By William Landon
NKU History and Geography
As race relations in the United States continue to be strained by factors affecting social and economic equality, it’s important to remember that even one person can make a difference.
But James Parker did just that. And he did it at a time when circumstances were far worse – in the years leading up to the U.S. Civil War.
In 1839, as the issues of race and freedom divided the nation and pushed it toward the greatest conflict in its history, Mr. Parker and his wife, Priscilla, founded a small school in New Richmond, Ohio. The Parker Academy was the first school of its kind in the United States to offer fully integrated classrooms open to all races, religions, and genders. The small college preparatory academy was a beacon of light and tolerance during one of America’s darkest hours.
The Parkers dedicated their lives to using a classical liberal arts education to build equality in their classrooms and their community. Abolitionists and teachers came from across the county and as far as Europe, joining runaway slaves who’d escaped the South. These former slaves were taken in by the Parkers and given access to an education free from racial prejudice.

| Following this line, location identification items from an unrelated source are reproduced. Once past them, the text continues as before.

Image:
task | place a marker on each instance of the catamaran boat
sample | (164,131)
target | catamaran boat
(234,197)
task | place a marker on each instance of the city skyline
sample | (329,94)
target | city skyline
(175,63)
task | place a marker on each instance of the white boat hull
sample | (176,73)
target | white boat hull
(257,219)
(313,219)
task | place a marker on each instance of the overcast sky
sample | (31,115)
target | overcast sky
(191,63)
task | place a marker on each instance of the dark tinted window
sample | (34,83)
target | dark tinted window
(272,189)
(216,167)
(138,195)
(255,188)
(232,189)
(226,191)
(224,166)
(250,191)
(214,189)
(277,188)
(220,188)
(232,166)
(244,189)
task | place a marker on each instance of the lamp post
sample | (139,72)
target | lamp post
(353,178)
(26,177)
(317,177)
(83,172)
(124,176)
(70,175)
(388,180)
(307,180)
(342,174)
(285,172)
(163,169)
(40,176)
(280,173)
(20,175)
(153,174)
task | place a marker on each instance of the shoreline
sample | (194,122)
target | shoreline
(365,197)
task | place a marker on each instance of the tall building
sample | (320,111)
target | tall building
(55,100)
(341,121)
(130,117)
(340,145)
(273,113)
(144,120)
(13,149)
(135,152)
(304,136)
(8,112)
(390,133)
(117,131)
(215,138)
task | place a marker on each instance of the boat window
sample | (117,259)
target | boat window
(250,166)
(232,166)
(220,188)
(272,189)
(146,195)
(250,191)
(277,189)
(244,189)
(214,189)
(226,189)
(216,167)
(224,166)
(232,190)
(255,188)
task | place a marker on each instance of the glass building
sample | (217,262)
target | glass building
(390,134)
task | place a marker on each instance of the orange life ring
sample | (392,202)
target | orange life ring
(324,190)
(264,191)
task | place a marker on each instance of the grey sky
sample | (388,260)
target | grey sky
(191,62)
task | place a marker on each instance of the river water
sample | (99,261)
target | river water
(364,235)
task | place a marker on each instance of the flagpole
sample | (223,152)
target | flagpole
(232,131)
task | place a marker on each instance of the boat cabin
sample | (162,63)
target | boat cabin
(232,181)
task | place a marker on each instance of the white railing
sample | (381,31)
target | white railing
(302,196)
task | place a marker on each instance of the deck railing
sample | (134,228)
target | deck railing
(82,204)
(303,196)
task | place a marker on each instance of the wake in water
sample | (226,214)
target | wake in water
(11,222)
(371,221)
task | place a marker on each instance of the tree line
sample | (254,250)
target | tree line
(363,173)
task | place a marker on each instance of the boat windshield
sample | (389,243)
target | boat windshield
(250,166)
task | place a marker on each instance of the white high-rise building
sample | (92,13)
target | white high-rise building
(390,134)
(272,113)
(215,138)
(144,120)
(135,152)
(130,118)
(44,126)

Not everyone shared the Parkers’s world view. The school was raided by “slave catchers” seeking to reclaim students, who they viewed as human property, back to the plantations from which they’d fled. Mr. Parker defended his school and his students, fighting tirelessly for their civil, educational, and religious rights. Later, many of those students would go on to help turn the tide against slavery, serving in Colored Regiments in the Civil War. Many went on to become successful business owners and farmers in our region and beyond.

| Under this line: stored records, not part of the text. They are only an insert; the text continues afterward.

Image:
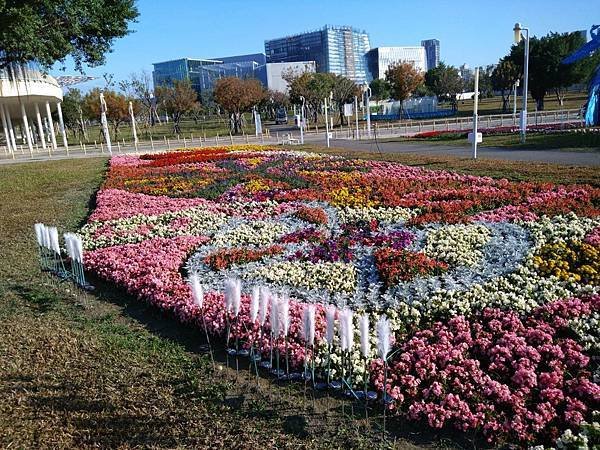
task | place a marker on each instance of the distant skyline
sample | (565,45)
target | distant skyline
(475,33)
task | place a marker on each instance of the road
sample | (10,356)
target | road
(277,133)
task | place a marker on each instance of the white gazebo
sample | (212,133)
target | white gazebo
(27,99)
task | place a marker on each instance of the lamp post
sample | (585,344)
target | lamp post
(367,93)
(475,107)
(515,86)
(302,120)
(326,118)
(519,29)
(356,115)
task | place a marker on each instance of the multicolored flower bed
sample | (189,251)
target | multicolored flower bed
(491,287)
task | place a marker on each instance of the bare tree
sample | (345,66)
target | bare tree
(178,100)
(404,78)
(237,96)
(139,87)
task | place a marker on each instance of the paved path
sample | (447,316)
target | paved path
(571,158)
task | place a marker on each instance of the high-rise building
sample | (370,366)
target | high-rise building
(203,73)
(272,75)
(432,50)
(339,50)
(380,58)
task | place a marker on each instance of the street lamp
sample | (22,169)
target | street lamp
(515,86)
(302,120)
(327,119)
(519,29)
(367,93)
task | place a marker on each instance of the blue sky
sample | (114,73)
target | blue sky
(472,32)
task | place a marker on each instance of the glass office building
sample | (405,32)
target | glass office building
(432,50)
(203,73)
(339,50)
(380,58)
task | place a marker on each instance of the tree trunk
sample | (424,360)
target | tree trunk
(505,100)
(540,103)
(559,97)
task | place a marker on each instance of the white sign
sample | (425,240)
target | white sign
(523,119)
(479,138)
(348,110)
(258,124)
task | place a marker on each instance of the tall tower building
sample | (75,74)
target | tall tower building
(432,50)
(339,50)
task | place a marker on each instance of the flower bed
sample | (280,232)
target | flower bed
(490,287)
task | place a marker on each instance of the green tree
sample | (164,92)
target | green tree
(503,78)
(546,71)
(117,107)
(73,112)
(314,87)
(445,82)
(344,90)
(404,78)
(139,87)
(178,100)
(48,31)
(237,96)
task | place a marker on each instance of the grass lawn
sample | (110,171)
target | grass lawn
(109,371)
(493,105)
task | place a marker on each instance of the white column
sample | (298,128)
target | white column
(51,126)
(40,126)
(133,130)
(6,132)
(25,128)
(11,130)
(61,125)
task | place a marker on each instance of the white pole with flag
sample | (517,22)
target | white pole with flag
(133,129)
(104,122)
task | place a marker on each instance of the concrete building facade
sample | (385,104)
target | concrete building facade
(380,58)
(28,99)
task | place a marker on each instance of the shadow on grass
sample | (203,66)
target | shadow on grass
(252,405)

“The Parkers and a small group of like-minded visionaries changed our region and our nation for the better, and their example rings as true today as ever,” said Dr. William Landon, chair and associate professor of history at Northern Kentucky University.

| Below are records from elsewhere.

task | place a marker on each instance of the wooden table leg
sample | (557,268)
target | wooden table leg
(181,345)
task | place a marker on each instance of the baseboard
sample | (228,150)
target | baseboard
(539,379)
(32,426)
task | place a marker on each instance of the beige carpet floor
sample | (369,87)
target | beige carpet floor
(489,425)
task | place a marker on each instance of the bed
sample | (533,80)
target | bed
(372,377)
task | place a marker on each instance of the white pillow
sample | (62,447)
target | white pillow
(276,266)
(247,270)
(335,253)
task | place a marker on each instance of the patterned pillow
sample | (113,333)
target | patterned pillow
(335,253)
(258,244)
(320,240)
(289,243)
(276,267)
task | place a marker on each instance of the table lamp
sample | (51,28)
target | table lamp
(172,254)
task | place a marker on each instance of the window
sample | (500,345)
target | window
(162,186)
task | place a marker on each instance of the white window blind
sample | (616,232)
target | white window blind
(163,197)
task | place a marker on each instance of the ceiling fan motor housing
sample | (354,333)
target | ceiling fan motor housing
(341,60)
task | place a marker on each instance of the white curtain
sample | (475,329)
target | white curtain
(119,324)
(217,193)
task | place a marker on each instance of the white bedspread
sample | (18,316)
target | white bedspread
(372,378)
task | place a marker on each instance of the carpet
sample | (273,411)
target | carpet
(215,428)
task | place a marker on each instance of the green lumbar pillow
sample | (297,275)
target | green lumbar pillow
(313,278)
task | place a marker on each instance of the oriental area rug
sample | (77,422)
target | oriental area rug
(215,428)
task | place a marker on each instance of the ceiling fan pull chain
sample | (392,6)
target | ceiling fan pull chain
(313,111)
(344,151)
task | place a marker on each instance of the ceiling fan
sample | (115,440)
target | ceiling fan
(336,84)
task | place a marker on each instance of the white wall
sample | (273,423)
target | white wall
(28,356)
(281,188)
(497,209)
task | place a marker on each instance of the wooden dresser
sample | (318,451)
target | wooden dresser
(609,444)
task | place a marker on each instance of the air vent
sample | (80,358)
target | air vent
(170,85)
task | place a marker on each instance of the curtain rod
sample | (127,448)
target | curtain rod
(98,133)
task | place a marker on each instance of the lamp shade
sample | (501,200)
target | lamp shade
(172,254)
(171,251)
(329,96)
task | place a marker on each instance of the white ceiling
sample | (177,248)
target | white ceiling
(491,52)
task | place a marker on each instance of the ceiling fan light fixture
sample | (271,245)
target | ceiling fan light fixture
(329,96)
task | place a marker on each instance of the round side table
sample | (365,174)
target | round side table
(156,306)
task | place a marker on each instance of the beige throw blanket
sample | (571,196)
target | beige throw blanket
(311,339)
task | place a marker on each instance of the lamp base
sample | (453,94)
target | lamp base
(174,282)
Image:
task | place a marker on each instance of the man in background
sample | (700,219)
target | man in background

Beginning May 11, Landon and colleagues Dr. Sharyn Jones and Dr. Brian Hackett will lead a partnership between NKU and the National Underground Railroad Freedom Center to excavate the Parker Academy site. NKU history and geography students and faculty will be joined by their anthropology peers as well as those from the NKU graduate program in public history on the unique project.
They will also examine, for the first time in an academic setting, the Parker family archive.
“This combination of hands-on archeological experience, archival training, historical interpretation and preservation, and in-depth research, will offer students from our region and the across the country a unique opportunity to experience history in real and impactful ways,” Dr. Landon said.
Perhaps more importantly, he said, they will gain a better understanding of the complexities our nation faces today.
“As much as anything else, we’re learning about true change agents,” Dr. Landon said. “The Parkers had a vision for their community and in the face of great obstacles and resistance, they built bridges that forever changed the course of history. One person can make a difference, and there is no better proof of that than the Parker Academy.”
The Parker Academy was the first school of its kind in the United States to offer fully integrated classrooms open to all races, religions, and genders. The small college preparatory academy was a beacon of light and tolerance during one of America’s darkest hours.